You would have better performance on a 5 years older laptop with an integrated Intel GPU.. How about selling that laptop for cheap and buying an old one with that money?
Actually many reasons not to...
This laptop is actually a nice one (for its price at the time) and freedom-wise the only issue is the GPU. Other than that it has a lot of memory, good sized screen, and everything works very good, free wifi and all. I actually have some connection with this machine and don't look forward to get rid of it. Also, it's the only machine available at the time so family would be without a computer while I sell the old/buy the new.

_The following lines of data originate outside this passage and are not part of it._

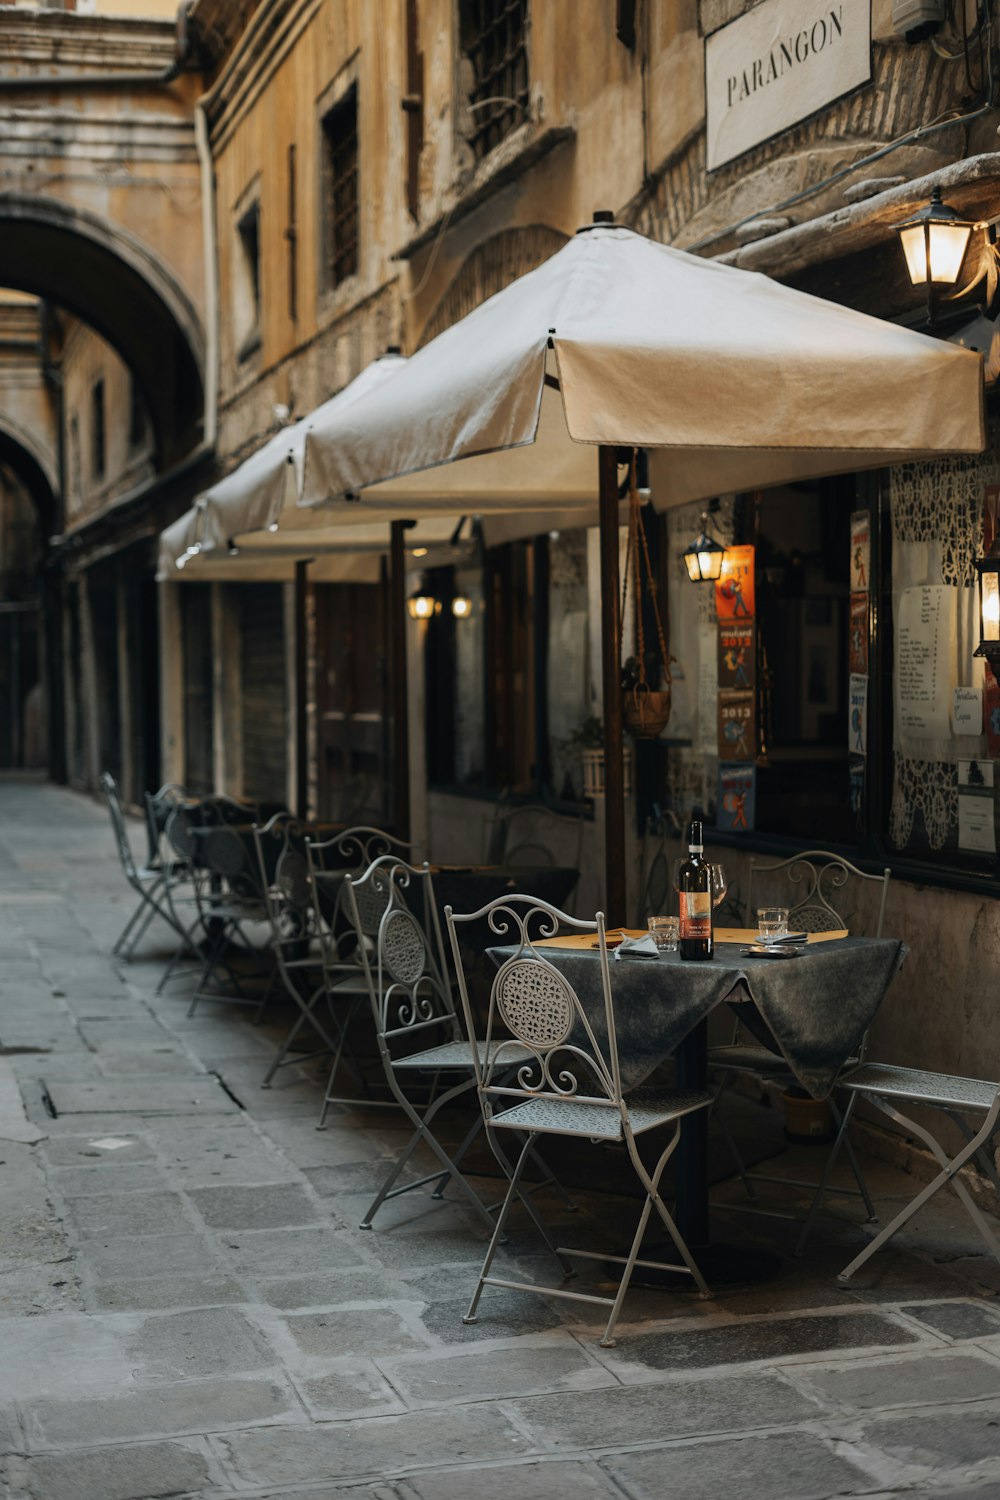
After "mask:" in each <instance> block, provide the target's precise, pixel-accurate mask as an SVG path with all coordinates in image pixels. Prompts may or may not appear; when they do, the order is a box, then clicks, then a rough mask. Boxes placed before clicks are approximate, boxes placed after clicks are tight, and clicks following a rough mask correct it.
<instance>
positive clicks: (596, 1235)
mask: <svg viewBox="0 0 1000 1500" xmlns="http://www.w3.org/2000/svg"><path fill="white" fill-rule="evenodd" d="M138 843H139V837H138V826H136V847H138ZM129 909H130V901H129V892H127V891H126V886H124V882H123V880H121V876H120V871H118V867H117V864H115V859H114V853H112V843H111V832H109V826H108V820H106V816H105V813H103V810H102V808H100V807H97V805H96V804H93V802H90V801H87V799H84V798H81V796H76V795H73V793H70V792H64V790H60V789H52V787H46V786H42V784H30V783H18V781H6V783H0V915H1V921H0V960H1V966H0V1199H1V1202H0V1331H1V1332H0V1340H1V1343H0V1349H1V1352H3V1358H0V1455H3V1457H0V1496H1V1497H3V1500H27V1497H30V1500H145V1497H154V1496H183V1497H189V1500H193V1497H202V1500H235V1497H237V1496H240V1497H243V1496H258V1497H268V1500H292V1497H297V1500H306V1497H310V1500H333V1497H334V1496H336V1497H345V1496H348V1497H355V1500H465V1497H475V1500H493V1497H504V1500H507V1497H510V1496H517V1497H519V1500H559V1497H564V1496H565V1497H573V1500H606V1497H618V1500H621V1497H631V1500H664V1497H670V1500H709V1497H711V1500H717V1497H720V1496H724V1497H726V1500H748V1497H753V1500H759V1497H763V1496H768V1497H772V1500H828V1497H834V1496H870V1497H882V1500H888V1497H889V1496H922V1497H928V1500H930V1497H934V1500H958V1497H969V1500H972V1497H981V1500H987V1497H996V1496H997V1494H1000V1304H999V1302H997V1289H999V1287H1000V1268H997V1266H996V1265H994V1263H993V1262H990V1260H988V1259H985V1257H984V1256H982V1253H981V1245H979V1244H978V1242H976V1239H975V1236H973V1233H972V1230H970V1229H967V1226H966V1223H964V1221H963V1217H961V1211H955V1208H954V1205H951V1203H945V1200H940V1206H937V1208H933V1209H931V1211H928V1212H927V1214H925V1215H924V1217H922V1218H921V1220H919V1221H918V1226H916V1227H915V1229H913V1232H912V1233H909V1236H907V1238H906V1241H901V1244H900V1250H889V1251H885V1253H883V1254H882V1256H880V1257H877V1259H876V1262H874V1263H873V1265H871V1266H870V1268H865V1274H864V1275H861V1277H859V1278H858V1283H856V1286H853V1287H852V1289H850V1290H841V1289H840V1287H838V1286H837V1283H835V1280H834V1278H835V1272H837V1271H838V1269H840V1268H841V1266H843V1265H844V1263H846V1260H847V1259H850V1256H852V1254H853V1253H855V1250H856V1248H858V1247H859V1245H861V1244H862V1235H864V1230H862V1229H861V1227H859V1214H858V1211H856V1208H853V1206H847V1202H841V1206H840V1209H838V1211H837V1217H831V1215H826V1217H825V1218H823V1221H822V1226H820V1232H819V1233H817V1236H816V1239H814V1242H813V1244H811V1245H810V1250H808V1254H807V1257H805V1259H804V1260H795V1259H793V1257H792V1256H790V1253H789V1250H790V1245H792V1244H793V1236H795V1226H792V1224H784V1223H781V1221H765V1220H757V1218H751V1217H748V1215H739V1217H736V1215H726V1226H724V1235H726V1238H729V1239H736V1241H739V1239H741V1238H742V1241H744V1242H745V1244H771V1245H775V1247H777V1248H778V1251H780V1256H781V1259H780V1272H778V1275H777V1277H775V1278H772V1280H771V1281H766V1283H762V1284H757V1286H744V1287H738V1289H735V1290H733V1289H726V1290H720V1292H718V1295H717V1296H715V1299H714V1301H711V1302H700V1301H697V1299H693V1298H691V1296H690V1295H687V1293H652V1292H636V1293H634V1295H633V1296H631V1298H630V1301H628V1302H627V1304H625V1313H627V1317H625V1320H624V1322H622V1325H621V1331H619V1341H618V1346H616V1347H615V1349H612V1350H603V1349H601V1347H600V1344H598V1337H600V1331H598V1328H597V1325H591V1323H588V1322H580V1320H579V1307H574V1305H571V1304H565V1302H558V1301H555V1299H549V1301H546V1299H543V1298H528V1296H522V1295H516V1293H501V1292H489V1290H487V1293H486V1295H484V1299H483V1305H481V1319H480V1323H478V1325H477V1326H475V1328H463V1325H462V1320H460V1313H462V1310H463V1307H465V1301H466V1298H468V1293H469V1289H471V1284H472V1283H474V1275H475V1266H477V1262H478V1257H480V1254H481V1230H480V1227H478V1226H477V1224H474V1223H471V1221H469V1220H468V1218H466V1214H465V1211H463V1209H460V1208H459V1206H456V1205H454V1203H448V1202H445V1203H444V1205H441V1206H439V1205H435V1203H432V1200H430V1199H429V1197H427V1196H426V1193H424V1190H418V1191H415V1193H412V1194H409V1196H406V1197H403V1199H400V1200H397V1202H396V1203H393V1205H391V1206H390V1208H387V1209H385V1211H384V1212H382V1214H381V1215H379V1218H378V1220H376V1226H375V1229H373V1230H372V1232H367V1233H366V1232H361V1230H360V1229H358V1221H360V1217H361V1212H363V1211H364V1208H366V1206H367V1200H369V1197H370V1194H372V1193H373V1190H375V1187H376V1185H378V1182H379V1178H381V1173H382V1172H384V1167H385V1161H387V1158H388V1157H391V1154H393V1151H394V1148H396V1146H397V1145H399V1143H400V1140H403V1139H405V1133H403V1130H402V1125H400V1121H399V1116H397V1115H394V1113H391V1112H388V1110H354V1112H349V1110H346V1109H342V1110H339V1112H337V1113H334V1115H333V1116H331V1119H330V1127H328V1130H325V1131H322V1133H319V1131H316V1128H315V1127H316V1119H318V1109H319V1089H318V1083H316V1077H315V1076H309V1074H307V1073H304V1071H300V1070H297V1068H289V1070H285V1073H283V1074H280V1076H279V1079H280V1082H279V1085H277V1086H276V1088H273V1089H270V1091H262V1089H261V1088H259V1080H261V1077H262V1073H264V1067H265V1062H267V1059H268V1055H270V1052H271V1049H273V1046H274V1040H276V1038H277V1037H279V1035H282V1031H283V1025H286V1023H288V1016H286V1014H285V1016H282V1014H280V1008H279V1007H271V1008H270V1010H268V1013H267V1017H265V1022H264V1025H261V1026H255V1025H253V1023H252V1017H250V1014H249V1013H247V1011H246V1010H238V1008H235V1007H231V1005H222V1004H214V1005H210V1004H204V1005H202V1007H201V1008H199V1010H198V1013H196V1014H195V1016H193V1017H192V1019H187V1016H186V1011H187V993H186V989H187V987H186V983H184V981H183V980H180V981H177V983H175V984H172V986H169V987H168V990H166V993H165V995H163V996H162V998H157V996H154V995H153V989H154V984H156V981H157V978H159V975H160V974H162V966H163V959H165V954H166V945H165V941H163V935H162V933H157V935H153V933H150V938H148V941H147V942H145V944H144V945H142V948H141V957H139V959H138V960H136V962H135V963H132V965H124V966H120V965H115V963H112V962H111V960H109V957H108V954H109V948H111V944H112V941H114V938H115V936H117V933H118V930H120V927H121V926H123V922H124V918H126V915H127V912H129ZM282 1023H283V1025H282ZM760 1113H763V1112H760ZM459 1127H460V1121H456V1128H459ZM787 1160H789V1158H787V1157H783V1158H780V1161H781V1163H783V1164H784V1163H786V1161H787ZM873 1185H874V1190H876V1196H877V1200H879V1205H880V1208H882V1211H883V1214H885V1212H886V1211H888V1209H891V1208H892V1200H901V1199H904V1197H906V1196H907V1193H909V1191H912V1185H910V1179H906V1178H903V1176H900V1175H898V1173H894V1172H891V1170H888V1169H885V1167H880V1166H879V1164H873ZM483 1187H487V1185H486V1184H483ZM784 1202H786V1203H787V1196H786V1199H784ZM600 1206H601V1205H600V1203H598V1200H595V1199H588V1196H586V1194H585V1196H583V1206H582V1212H580V1214H579V1215H576V1217H574V1229H573V1233H574V1238H576V1242H579V1239H580V1235H585V1236H586V1235H592V1236H594V1242H597V1238H598V1235H600V1226H598V1224H597V1221H595V1217H594V1214H592V1212H588V1209H591V1211H597V1209H598V1208H600ZM633 1208H634V1203H631V1202H630V1200H624V1199H606V1200H603V1211H604V1218H606V1224H607V1223H609V1221H610V1227H612V1230H613V1229H615V1224H616V1223H618V1221H622V1223H625V1220H624V1215H627V1214H628V1212H630V1211H631V1209H633ZM775 1223H777V1224H778V1226H780V1227H778V1233H777V1238H774V1224H775ZM762 1226H769V1229H766V1230H762ZM762 1233H766V1235H771V1236H772V1238H771V1239H769V1241H766V1239H762ZM505 1262H507V1265H511V1266H519V1268H520V1274H523V1272H525V1271H526V1272H528V1274H531V1272H532V1271H537V1269H538V1268H541V1266H543V1265H544V1263H543V1262H540V1260H538V1259H535V1242H534V1241H532V1238H531V1235H529V1233H528V1232H526V1230H523V1229H520V1227H517V1229H514V1232H513V1235H511V1242H510V1247H508V1250H507V1251H505Z"/></svg>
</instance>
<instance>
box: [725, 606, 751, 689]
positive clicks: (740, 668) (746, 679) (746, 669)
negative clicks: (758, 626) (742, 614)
mask: <svg viewBox="0 0 1000 1500" xmlns="http://www.w3.org/2000/svg"><path fill="white" fill-rule="evenodd" d="M756 655H757V642H756V636H754V624H753V621H751V619H729V621H726V622H724V624H721V625H720V627H718V685H720V688H724V690H727V691H750V690H751V688H753V685H754V676H756V672H754V664H756Z"/></svg>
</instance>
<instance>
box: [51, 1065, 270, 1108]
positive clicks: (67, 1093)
mask: <svg viewBox="0 0 1000 1500" xmlns="http://www.w3.org/2000/svg"><path fill="white" fill-rule="evenodd" d="M48 1095H49V1098H51V1101H52V1104H54V1107H55V1113H57V1115H132V1116H135V1115H138V1116H144V1115H186V1116H190V1115H235V1113H237V1110H238V1107H240V1106H238V1104H235V1103H234V1101H232V1100H231V1098H229V1095H228V1094H226V1092H225V1089H223V1088H222V1086H220V1085H219V1082H217V1079H213V1077H211V1076H210V1074H204V1076H202V1077H201V1079H198V1080H196V1082H193V1083H187V1082H184V1080H181V1079H159V1077H153V1079H130V1080H121V1079H108V1080H106V1082H105V1083H88V1082H87V1080H81V1082H79V1083H70V1082H67V1080H61V1079H54V1080H52V1083H51V1088H48Z"/></svg>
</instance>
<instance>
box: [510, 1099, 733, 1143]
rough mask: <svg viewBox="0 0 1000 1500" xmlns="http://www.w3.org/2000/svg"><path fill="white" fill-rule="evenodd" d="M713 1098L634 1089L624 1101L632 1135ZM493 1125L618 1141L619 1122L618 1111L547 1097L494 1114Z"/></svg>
mask: <svg viewBox="0 0 1000 1500" xmlns="http://www.w3.org/2000/svg"><path fill="white" fill-rule="evenodd" d="M711 1104H712V1095H711V1094H708V1092H702V1091H697V1089H636V1091H634V1092H633V1094H630V1095H628V1097H627V1098H625V1109H627V1112H628V1124H630V1125H631V1128H633V1133H634V1134H636V1136H639V1134H640V1133H642V1131H648V1130H654V1127H657V1125H667V1124H669V1122H670V1121H676V1119H679V1118H681V1116H682V1115H691V1113H693V1112H694V1110H700V1109H708V1107H709V1106H711ZM492 1124H493V1125H496V1127H501V1125H502V1127H505V1128H510V1130H522V1131H547V1133H549V1134H553V1136H585V1137H586V1139H588V1140H621V1139H622V1122H621V1115H619V1112H618V1109H615V1107H612V1106H603V1104H586V1103H583V1101H582V1100H574V1098H565V1100H555V1098H550V1097H546V1098H537V1100H525V1103H523V1104H516V1106H514V1109H511V1110H504V1112H502V1113H501V1115H495V1116H493V1119H492Z"/></svg>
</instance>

I doubt I could sell this one for enough money to buy another one and would be afraid of something not working properly with the new one. For now this one actually serves me.
Since we are talking about this, do you have any information if the issue with the AMD in newer kernels has been resolved? 3.4 is going EOL in a couple months.
The easiest way to discover it is to install the latest Linux-libre kernel from Jxself's repository, boot it and see: https://jxself.org/linux-libre/
Do you have a different hard drive you could try? My Mrs had a similar issue and changing the hd sorted it right out.